Deconstruction and reconstruction into the new fly-by-wire configuration should take the rest of 2021 with finishing touches in preparation for ground test scheduled for early 2022, Baxter said. Ground testing and “ a whole bunch” of software will last through most of 2023, with a first flight by year end. The company has budgeted a year for flight test.
“It has a lot of risk,” Baxter said of the development program and test schedule. As with “all aircraft programs . . . there’s a lot of things that can go sideways. We’re actively managing those things, but it looks very promising. We have not yet seen anything besides Covid that has really caused us any significant delay. We’re trucking forwards.”

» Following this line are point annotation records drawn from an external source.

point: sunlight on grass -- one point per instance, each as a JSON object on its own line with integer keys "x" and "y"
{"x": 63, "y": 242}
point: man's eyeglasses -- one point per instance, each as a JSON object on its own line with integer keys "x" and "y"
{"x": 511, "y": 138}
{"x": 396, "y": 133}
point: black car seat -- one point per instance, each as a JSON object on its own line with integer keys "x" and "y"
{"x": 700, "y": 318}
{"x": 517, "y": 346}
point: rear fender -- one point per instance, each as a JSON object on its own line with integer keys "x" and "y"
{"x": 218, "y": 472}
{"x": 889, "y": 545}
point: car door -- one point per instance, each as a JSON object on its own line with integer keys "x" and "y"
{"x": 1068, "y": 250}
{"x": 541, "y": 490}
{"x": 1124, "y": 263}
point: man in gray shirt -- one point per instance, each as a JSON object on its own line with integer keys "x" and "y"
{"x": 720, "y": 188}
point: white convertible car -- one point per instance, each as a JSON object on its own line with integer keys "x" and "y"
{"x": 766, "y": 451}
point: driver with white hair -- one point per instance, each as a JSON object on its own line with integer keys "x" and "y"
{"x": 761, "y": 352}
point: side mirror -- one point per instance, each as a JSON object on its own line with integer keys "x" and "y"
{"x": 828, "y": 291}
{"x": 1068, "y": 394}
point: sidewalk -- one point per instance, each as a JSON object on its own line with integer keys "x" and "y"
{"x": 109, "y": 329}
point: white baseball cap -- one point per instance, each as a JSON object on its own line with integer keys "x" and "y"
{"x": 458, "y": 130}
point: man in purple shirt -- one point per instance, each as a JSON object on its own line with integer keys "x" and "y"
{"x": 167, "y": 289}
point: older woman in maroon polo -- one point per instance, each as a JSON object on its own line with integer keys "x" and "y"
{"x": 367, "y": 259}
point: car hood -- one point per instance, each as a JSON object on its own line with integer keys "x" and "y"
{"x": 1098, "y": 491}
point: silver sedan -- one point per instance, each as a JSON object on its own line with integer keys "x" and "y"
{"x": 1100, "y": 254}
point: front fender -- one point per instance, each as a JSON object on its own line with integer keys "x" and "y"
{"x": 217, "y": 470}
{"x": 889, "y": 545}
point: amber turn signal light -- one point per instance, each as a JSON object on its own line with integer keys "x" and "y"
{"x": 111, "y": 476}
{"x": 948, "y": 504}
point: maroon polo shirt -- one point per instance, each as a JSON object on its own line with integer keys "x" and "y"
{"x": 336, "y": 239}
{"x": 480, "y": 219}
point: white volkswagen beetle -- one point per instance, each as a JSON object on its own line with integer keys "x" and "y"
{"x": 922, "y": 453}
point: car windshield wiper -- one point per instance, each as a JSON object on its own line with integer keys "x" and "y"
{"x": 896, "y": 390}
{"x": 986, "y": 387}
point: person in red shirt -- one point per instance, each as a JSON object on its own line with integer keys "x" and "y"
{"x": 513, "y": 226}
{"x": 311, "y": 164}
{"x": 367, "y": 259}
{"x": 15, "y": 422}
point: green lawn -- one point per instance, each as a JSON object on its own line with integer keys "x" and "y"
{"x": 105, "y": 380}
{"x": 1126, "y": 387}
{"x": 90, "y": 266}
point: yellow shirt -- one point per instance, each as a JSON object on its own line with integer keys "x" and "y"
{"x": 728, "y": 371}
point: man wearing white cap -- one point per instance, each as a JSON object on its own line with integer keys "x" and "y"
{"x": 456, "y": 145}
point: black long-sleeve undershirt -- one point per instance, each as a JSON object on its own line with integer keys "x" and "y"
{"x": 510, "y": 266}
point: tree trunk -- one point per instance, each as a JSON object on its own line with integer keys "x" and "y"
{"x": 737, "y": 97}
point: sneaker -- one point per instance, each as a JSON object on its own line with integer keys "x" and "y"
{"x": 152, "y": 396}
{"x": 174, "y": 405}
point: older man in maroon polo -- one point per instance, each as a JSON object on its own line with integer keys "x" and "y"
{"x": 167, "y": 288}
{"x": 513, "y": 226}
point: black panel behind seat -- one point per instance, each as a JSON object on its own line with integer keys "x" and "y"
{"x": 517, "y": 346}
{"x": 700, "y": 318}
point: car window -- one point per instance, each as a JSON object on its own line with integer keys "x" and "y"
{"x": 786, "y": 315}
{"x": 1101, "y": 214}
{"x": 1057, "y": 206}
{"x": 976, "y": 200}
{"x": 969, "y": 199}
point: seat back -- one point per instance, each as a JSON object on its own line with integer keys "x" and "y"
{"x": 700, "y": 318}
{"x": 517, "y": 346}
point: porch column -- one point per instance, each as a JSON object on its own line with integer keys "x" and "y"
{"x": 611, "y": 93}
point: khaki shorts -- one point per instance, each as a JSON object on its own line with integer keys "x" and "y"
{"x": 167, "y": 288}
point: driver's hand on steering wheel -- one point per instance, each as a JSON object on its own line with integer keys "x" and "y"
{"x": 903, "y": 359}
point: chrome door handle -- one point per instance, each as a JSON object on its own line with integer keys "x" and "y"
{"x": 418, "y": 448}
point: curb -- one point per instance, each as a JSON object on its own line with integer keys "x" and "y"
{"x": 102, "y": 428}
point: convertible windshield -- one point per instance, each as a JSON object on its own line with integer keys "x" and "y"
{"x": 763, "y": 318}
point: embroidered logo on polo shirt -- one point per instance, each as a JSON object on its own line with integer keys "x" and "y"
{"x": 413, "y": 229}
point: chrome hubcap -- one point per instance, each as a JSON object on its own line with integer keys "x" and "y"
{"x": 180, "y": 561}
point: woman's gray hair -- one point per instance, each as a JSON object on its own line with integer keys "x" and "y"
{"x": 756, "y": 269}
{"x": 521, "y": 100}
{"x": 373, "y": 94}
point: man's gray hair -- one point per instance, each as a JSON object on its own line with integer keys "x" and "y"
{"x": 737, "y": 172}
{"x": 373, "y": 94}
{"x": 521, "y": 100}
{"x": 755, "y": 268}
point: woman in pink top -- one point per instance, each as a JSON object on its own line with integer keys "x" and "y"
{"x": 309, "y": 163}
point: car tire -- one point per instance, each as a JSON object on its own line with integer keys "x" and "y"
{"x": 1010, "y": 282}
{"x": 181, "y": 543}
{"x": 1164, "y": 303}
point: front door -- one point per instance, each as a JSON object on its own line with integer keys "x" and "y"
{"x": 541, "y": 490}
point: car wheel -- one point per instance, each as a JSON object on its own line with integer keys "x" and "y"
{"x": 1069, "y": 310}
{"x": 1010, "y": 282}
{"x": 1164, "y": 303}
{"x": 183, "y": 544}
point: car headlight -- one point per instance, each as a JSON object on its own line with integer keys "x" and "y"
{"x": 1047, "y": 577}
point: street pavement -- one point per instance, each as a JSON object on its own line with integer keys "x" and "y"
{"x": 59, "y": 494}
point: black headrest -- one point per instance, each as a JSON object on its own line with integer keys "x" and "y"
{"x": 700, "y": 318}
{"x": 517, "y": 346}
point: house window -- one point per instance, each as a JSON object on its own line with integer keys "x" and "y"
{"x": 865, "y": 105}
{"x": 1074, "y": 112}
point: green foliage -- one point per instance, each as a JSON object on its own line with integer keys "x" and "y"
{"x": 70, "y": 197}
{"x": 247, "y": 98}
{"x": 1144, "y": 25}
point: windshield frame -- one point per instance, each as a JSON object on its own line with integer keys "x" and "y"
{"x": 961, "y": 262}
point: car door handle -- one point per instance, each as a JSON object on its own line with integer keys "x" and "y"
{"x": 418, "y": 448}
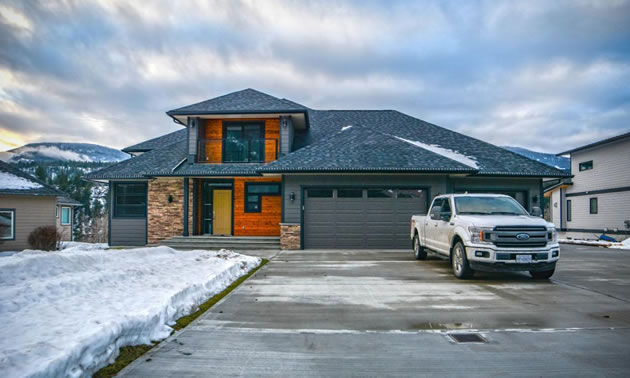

“I don’t know if it will take us the entire year” for flight test, he added. “It might go more than a year. It’s a tricky program because it’s a completely new flight control system; that’s hard. Then the autonomy stuff on top of that is very difficult.”
Aside from the autonomous fly-by-wire flight controls, Erickson has a laundry list of upgrades that will culminate in the S-64F+ configuration. They include more-modern full-authority digital electronic control (FADEC) engines, composite main rotor blades, advanced cockpit avionics and an improved water cannon. Prioritizing upgrades to the existing fleet of about 50 legacy Air Crane helicopters, Erickson is banking on a mixed government/commercial market for another 50 to 100 aircraft.
Erickson plans to certify the aircraft as a fly-by-wire aircraft like other digitally controlled helicopters. When the time comes to fly it in an autonomous mode, “because the missions demands it and the customer wants to risk the assets . . . that certification portion is ambiguous at this point,” Baxter said.